The Record Company My name is Matt McArthur and “I’m with The Record Company.”

(It’s supposed to be funny.)

Lore tells us that those five words were dreaded among musicians working under the traditional music industry paradigm.  Inevitably some “bean counter” from your label would show up in the studio to offer their commentary about the music you were making.  I could just be remembering a scene from Spinal Tap.  I digress…

Boston is an incredible city.  We set a national example in so many areas. Contemporary music is not one of them.  After college, young musicians leave here in droves to live and work elsewhere.

Now we can argue all day about how the Allston kids don’t talk to the Somerville kids don’t play shows with the Roxbury kids — but if we drill down past who has the coolest haircut and the most boutique guitar pedals we get to the real barriers:

  1. Cost of real estate
  2. Transportation
  3. Liquor licensing

In 2009 I founded The Record Co. (TRC), a non-profit recording studio committed to fostering a nationally recognized modern music scene in Boston.  We think we’re just as crazy as you do, but don’t worry, we’re going to do it.  

We’re not a label, but there are some similarities.  Back in the day record labels sought out bands early in their careers and made a commitment to develop that talent.  Today the story is very different.  The few remaining labels look for well-packaged, profitable acts they can “partner” with.  

The Record Company

At TRC we take an old school approach.  We invest in musicians early in their careers with the predication of an eventual return — just not a financial one.  The social/cultural return we’re after is at the core of our non-profit mission.

We offer:

  • Affordable studio time to indie musicians
  • Grants of studio time to native Boston bands
  • Live performances to connect emerging musicians and fans
  • Access to our facility and expertise for youth, our next-gen creators

The Record Company

How can musicians get access to The Record Company?

Independent musicians (musicians that are funding their own projects) can purchase studio time at The Record Co. at the most affordable rates in New England.

How does music help the city of Boston?

Music makes our city and better place to live and work.  It’s not just about musicians and ramen, it’s about economic development.  The arts account for more than 46,000 jobs in Massachusetts and are reported to bolster the state’s economy by more than $1 billion annually.  It’s a huge economic activity.  Running a non-profit, I think a lot about the effect that cultural vibrancy has on the for-profit sector.  Greater Boston is home to some incredibly innovative companies that rely on young creative talent to continue their tradition of innovation.  There’s a direct link between music and a city’s ability to attract and retain young creative talent.  Sure, our colleges and universities attract a huge population of young people, but we don’t keep them here.  That’s where arts and culture, and for us music, comes in.

What does the “small biz” aspect of The Record Company mean for musicians? For the city?
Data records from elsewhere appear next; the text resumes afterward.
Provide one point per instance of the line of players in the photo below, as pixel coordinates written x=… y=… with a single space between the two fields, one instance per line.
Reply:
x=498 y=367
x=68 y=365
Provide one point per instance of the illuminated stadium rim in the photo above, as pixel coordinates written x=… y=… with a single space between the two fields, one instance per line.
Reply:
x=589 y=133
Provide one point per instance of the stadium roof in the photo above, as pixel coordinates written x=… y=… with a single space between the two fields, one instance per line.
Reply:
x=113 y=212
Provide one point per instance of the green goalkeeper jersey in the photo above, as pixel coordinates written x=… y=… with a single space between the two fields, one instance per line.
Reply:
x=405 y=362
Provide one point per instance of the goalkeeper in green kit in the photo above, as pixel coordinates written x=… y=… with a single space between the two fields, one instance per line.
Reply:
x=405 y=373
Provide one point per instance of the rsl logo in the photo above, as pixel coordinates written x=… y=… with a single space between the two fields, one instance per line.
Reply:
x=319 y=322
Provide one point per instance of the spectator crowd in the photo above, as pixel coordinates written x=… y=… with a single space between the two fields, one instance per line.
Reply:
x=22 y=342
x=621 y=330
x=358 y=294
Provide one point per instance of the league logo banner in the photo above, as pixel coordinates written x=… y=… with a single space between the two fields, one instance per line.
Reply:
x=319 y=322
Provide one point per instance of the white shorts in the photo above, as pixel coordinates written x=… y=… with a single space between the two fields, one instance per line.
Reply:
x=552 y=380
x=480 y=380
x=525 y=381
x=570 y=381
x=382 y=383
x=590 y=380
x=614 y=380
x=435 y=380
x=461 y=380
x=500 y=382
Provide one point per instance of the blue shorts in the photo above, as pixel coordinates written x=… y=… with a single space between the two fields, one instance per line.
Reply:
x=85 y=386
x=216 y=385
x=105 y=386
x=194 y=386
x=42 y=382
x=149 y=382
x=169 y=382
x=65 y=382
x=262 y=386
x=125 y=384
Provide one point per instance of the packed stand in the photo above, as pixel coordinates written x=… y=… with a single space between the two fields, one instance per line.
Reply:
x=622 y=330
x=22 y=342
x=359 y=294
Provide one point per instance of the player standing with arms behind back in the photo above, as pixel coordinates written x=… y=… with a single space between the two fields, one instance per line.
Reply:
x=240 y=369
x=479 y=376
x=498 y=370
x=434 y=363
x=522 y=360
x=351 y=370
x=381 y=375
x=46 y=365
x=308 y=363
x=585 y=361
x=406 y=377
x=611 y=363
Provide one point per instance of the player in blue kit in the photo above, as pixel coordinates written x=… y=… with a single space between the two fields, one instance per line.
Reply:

The shuttering of well-loved local rock institutions like TT the Bears and Johnny D’s in Somerville are just the most recent examples of music’s evaporating middle class.  Don’t get me wrong: venues and other music businesses run by corporations are necessary.  Corporate venues in particular are able to bring larger acts to town which can have a very positive effect.  The challenge is we also need small businesses: clubs and venues and studios where small up-and-coming artists can cut their teeth

How was the concept of The Record Company formed?

“It’s not about ownership, it’s about access,” was the initial seed in 2009.  There was a whole community of musicians that didn’t need to own a studio, they just needed access to one.  The non-profit model fits that perfectly.  I filed the paperwork a couple days later and we were off to the races.

What does a day at The Record Company look like?

Oh, it’s a real mash up: recording sessions, managing youth employees, Beat Bus workshops driving around the community, writing grants and asking people for money, jamming out to good tunes, etc…

What does it mean to you to give musicians access to recording space?

To me it’s about collaboration.  There aren’t a lot of technical reasons for recording studios to exist anymore.  The argument is psychological.  Leave home, go to work, collaborate, have a schedule, etc.

What kind of technology do you use in your space?

Lots of cool toys!  Recording hardware and software from AVID, vintage and new analog and digital equipment, mostly donated, some purchased.  Among the cool vintage toys we have an analog 2” 16 track tape machine.  It’s pretty, and rock and roll, and pretty rock and roll.